Urteil

Zwangsbehandlung trotz Patientenverfügung rechtens

Auch wenn eine gegenteilige Verfügung vorliegt, darf ein psychisch Erkrankter zwangsbehandelt werden. Das urteilte ein Landgericht.

Von Martin Wortmann Veröffentlicht:
Es kommt auf den jeweiligen Zustand des Patienten an, ob der in der Verfügung festgelegte Wille im Ernstfall zählt.

Es kommt auf den jeweiligen Zustand des Patienten an, ob der in der Verfügung festgelegte Wille im Ernstfall zählt.

© Dan Race / Fotolia

Osnabrück. Die Zwangsunterbringung in einer psychiatrischen Einrichtung und eine Zwangsbehandlung mit Medikamenten können auch dann zulässig sein, wenn die betroffene Person dies in einer Patientenverfügung abgelehnt hat. Sie sind zulässig, wenn die betroffene Person eine Gefahr für Dritte bedeutet, wie das Landgericht Osnabrück entschied.
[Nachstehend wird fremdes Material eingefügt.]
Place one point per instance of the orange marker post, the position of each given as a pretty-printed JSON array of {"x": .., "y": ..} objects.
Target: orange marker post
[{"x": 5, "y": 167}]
Im Streitfall hatte eine Gemeinde die Zwangsunterbringung beantragt. Der Betroffene zeige sexuell enthemmtes und aggressives Verhalten und sei daher eine Gefahr für Dritte. Zudem sei er wegen einer potenziell lebensbedrohlichen körperlichen Erkrankung auf die Einnahme von Medikamenten angewiesen, was er aufgrund seiner psychischen Erkrankung aber nicht erfassen könne.

Allerdings hatte der Betroffene eine Patientenverfügung unterschrieben. Darin lehnt er „jede Zwangsbehandlung egal mit welchen als Medikamenten bezeichneten Stoffen“ ebenso ab wie die „Unterbringung in einer geschlossenen psychiatrischen Einrichtung“.

Selbsthilfeorganisationen aktiv

Eine entsprechende Patientenverfügung wird von der Initiative „PatVerfü“ im Internet unter dem Slogan „Für Freiheit, gegen Zwang“ angeboten. Dahinter stehen die Bundesarbeitsgemeinschaft Psychiatrie-Erfahrener und weitere Selbsthilfeorganisationen.

In der Verfügung werden psychiatrische Diagnosen als „schwere Persönlichkeitsverletzung“, eine Unterbringung als „Gefangennahme“ und eine Zwangsbehandlung als „Folter und schwerste Körperverletzung“ bezeichnet.

Das Landgericht Osnabrück ging nun davon aus, dass die Unterzeichner der Patientenverfügung sich „allein gegen psychiatrische Zwangsbehandlungen schützen wollen“. Dies sei bei der Auslegung zu berücksichtigen, sodass der Ausschluss einer Zwangsmedikation bei körperlichen Leiden nicht greife.

Unter den üblichen Voraussetzungen sei hier eine Zwangsbehandlung daher zulässig, insbesondere dann, wenn die Person die Notwendigkeit der Behandlung nicht mehr erkennen könne.

Nach dem Osnabrücker Beschluss kann die Patientenverfügung die Unterbringung und Zwangsbehandlung wegen einer psychischen Erkrankung nicht in jedem Fall verhindern. Das Selbstbestimmungsrecht des Einzelnen, gelte nicht uneingeschränkt. Es finde seine Grenzen in den Rechten Dritter.

Eine Zwangsbehandlung sei daher trotz entgegenstehender Patientenverfügung zulässig, „wenn sie dem Schutz anderer Bürgerinnen und Bürger dient“. Sei jemand aufgrund seiner Erkrankung gefährlich für Dritte, müsse sich das berechtigte Interesse der Allgemeinheit gegen das Selbstbestimmungsrecht des Einzelnen durchsetzen.

Revision beim BGH möglich

Diese Voraussetzungen sah das Landgericht hier als erfüllt an. Neben der Unterbringung sei auch die Zwangsbehandlung dadurch gerechtfertigt, „den Zustand der betroffenen Person zu verbessern“.

Damit diene sie auch dazu, die in der Verfügung abgelehnte aber „zum Schutz der Allgemeinheit nötige Unterbringung möglichst kurz zu halten“.

Gegen diesen Beschluss ließ das LG Osnabrück den Rechtsweg zum Bundesgerichtshof in Karlsruhe zu. Das Verhältnis zwischen Patientenverfügung und Zwangsbehandlung sei höchstrichterlich nicht geklärt.